Entonces sobrevino una brillante idea. Uno de los chicos de “El Culebrón” acercó el colectivo a pocos metros de donde estábamos bailando, y encendió las luces. Otro vecino trajo su renoleta y también encendió sus luces; otro vino su Torino todo descangallado: en pocos minutos, la pista de baile ritual que era el terreno baldío quedó iluminada desde los bordes hacia el centro.
Entonces sí, dentro del círculo de luz sobrevino la magia. Una extraña e intensa energía atravesó los cuerpos de los murgueros, quienes comenzamos a bailar de manera desenfrenada al ritmo de los bombos con platillo. Tierra, patada, latiguillo y tres saltos, nos desentendimos de cualquier indicio de agotamiento físico.
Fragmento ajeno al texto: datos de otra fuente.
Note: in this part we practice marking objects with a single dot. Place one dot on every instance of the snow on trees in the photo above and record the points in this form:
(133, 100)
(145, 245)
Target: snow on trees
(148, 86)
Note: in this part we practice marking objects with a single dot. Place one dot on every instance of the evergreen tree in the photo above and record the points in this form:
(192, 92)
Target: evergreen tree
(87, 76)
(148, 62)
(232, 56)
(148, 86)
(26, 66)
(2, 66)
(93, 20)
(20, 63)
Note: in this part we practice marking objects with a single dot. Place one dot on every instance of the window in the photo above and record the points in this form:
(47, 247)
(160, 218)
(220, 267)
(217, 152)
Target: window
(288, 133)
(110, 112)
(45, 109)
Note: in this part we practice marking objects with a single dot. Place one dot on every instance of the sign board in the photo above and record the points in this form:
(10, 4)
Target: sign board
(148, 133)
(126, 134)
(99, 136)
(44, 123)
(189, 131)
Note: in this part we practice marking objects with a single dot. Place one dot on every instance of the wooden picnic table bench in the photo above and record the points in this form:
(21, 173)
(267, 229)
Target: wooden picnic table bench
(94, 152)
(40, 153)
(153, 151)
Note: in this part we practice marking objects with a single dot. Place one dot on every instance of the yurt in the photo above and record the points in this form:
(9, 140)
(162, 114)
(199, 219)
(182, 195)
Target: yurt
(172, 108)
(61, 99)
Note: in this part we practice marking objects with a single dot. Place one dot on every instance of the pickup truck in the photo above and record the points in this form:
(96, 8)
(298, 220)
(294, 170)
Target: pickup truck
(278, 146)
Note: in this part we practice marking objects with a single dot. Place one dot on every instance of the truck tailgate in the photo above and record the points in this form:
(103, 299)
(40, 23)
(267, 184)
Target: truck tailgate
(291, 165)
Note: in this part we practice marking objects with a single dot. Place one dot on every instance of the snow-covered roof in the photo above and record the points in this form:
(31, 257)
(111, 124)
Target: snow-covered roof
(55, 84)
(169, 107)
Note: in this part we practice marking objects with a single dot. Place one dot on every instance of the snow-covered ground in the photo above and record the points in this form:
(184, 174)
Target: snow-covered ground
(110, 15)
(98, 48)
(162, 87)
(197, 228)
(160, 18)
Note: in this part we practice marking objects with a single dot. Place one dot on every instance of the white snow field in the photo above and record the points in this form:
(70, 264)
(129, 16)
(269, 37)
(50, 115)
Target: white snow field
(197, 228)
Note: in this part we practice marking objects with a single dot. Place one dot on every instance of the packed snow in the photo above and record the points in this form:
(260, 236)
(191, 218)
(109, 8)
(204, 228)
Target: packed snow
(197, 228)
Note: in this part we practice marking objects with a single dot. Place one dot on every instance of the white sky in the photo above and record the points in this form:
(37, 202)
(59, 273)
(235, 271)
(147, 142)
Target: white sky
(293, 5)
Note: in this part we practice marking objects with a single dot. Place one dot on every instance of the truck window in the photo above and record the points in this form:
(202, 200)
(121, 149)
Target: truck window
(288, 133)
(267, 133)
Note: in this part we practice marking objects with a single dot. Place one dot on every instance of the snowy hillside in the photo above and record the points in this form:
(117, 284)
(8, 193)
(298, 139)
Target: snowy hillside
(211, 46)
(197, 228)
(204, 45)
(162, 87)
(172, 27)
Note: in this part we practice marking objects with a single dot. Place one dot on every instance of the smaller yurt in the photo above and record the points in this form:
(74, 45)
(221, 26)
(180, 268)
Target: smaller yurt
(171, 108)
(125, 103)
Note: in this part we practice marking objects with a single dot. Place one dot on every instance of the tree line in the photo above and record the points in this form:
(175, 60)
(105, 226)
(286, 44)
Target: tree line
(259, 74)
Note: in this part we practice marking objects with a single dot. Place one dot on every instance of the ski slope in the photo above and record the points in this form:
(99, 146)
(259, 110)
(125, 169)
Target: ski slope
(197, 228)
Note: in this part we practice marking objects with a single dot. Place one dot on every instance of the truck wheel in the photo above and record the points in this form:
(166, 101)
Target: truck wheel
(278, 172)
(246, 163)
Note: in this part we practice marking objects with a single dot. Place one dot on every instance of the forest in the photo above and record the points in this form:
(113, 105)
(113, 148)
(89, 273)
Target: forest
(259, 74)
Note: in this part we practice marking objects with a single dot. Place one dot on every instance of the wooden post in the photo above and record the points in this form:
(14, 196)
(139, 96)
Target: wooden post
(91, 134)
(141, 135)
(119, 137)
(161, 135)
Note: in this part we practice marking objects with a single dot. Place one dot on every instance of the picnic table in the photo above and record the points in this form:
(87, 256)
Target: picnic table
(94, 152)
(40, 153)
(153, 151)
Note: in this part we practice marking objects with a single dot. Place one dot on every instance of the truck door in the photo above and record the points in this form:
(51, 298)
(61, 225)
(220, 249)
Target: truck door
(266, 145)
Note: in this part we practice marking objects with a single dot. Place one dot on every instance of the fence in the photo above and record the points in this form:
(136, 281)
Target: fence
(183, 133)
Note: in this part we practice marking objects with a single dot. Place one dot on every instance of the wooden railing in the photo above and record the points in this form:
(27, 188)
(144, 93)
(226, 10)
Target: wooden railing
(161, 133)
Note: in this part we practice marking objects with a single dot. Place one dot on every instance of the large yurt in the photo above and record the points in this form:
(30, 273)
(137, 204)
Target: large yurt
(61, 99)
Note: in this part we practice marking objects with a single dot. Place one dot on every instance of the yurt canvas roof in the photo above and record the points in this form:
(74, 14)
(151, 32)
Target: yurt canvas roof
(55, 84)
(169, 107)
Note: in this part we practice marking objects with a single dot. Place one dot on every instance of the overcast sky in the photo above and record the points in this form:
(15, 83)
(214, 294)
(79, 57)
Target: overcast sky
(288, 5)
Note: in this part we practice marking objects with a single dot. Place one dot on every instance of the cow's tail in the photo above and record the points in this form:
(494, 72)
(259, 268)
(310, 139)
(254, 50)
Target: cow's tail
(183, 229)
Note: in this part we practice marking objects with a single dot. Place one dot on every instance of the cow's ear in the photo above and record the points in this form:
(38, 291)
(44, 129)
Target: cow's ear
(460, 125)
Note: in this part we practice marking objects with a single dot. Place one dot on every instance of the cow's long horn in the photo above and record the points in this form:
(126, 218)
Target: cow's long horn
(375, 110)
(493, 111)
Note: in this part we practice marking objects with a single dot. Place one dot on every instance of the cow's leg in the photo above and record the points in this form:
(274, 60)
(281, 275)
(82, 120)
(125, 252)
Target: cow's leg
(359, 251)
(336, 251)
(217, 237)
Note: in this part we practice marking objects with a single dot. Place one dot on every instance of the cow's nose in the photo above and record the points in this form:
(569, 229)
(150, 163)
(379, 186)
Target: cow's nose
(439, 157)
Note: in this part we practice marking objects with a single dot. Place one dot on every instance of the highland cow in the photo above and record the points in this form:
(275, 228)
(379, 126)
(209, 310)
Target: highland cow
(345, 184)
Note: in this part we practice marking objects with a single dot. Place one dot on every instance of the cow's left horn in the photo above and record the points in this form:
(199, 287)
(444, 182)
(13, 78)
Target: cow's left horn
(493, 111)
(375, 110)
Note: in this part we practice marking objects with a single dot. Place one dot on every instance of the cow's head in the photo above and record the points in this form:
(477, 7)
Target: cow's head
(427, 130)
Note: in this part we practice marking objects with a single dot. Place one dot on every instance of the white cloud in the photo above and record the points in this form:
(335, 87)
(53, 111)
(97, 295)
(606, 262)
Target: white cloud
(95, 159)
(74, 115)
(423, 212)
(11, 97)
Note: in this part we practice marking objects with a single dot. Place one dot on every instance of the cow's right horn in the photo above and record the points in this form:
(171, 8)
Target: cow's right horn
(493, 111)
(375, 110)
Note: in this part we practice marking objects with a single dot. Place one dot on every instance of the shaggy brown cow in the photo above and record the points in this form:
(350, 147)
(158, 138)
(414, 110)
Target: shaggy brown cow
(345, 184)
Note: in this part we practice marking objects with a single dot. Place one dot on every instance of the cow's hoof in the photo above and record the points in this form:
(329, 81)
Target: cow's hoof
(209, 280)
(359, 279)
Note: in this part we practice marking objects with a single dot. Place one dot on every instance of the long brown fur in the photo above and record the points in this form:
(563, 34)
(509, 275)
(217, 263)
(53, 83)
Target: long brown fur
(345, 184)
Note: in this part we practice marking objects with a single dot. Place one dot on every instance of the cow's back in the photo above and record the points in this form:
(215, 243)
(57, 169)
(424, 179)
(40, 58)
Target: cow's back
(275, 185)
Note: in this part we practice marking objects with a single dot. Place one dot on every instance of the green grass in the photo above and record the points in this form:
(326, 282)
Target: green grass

En ese territorio dominado por el frenesí, fijé aún más mi vista en Tincho. Un piecito tras otro, Tincho caminó hacia el centro de la pista y se animó al tierra, patada, latiguillo. Estaba irreconocible: parecía como si de un solo movimiento se hubiera despojado de toda su vergüenza. Tierra, patada, latiguillo, sus zapatillas desparramaban polvo para todos lados; cada vez más fuerte, cada vez más intenso, tierra patada y latiguillo. Yo lo observaba sorprendido, y en ese momento al mocoso se le dio por dar los tres saltos al compás de los tres golpes de bombo. Dio el primero, y se elevó por encima de mi cintura; luego el segundo, y sus pies casi rasguñaron mi cabeza. Con el tercero, Tincho se elevó más y más, lentamente, como si volara, la cara llena de alegría y sonrisas, de carnaval y pasión. Siguió ascendiendo arriba y más arriba todavía.
Ahora me parece que nadie lo ve, sólo yo. Una mano gigante sale de entre un puñado de estrellas y ataja a Tincho; en la oscuridad asoma una cara risueña, regordeta y de ojos achinados, como esas que simbolizan al teatro. El dios de la carota gigante acerca la mano a su boca y besa la cabecita de Tincho. Un fuentón blanco, la luna, platea la cara del mocoso. La mano desciende, y Tincho pisa nuevamente la tierra, con una sonrisa que da vuelta dos veces el perímetro de su cabeza.
Ha pasado ya tiempo desde aquel mágico día, y nunca supe nada más de Tincho. Pero de algo estoy seguro: nuevamente, el carnaval había cumplido su oculto cometido de erigirse en un atajo hacia la alegría.
Una vez más, Dios Momo había hecho todo lo posible por transformar al Carnaval en una indiscutible república de iguales.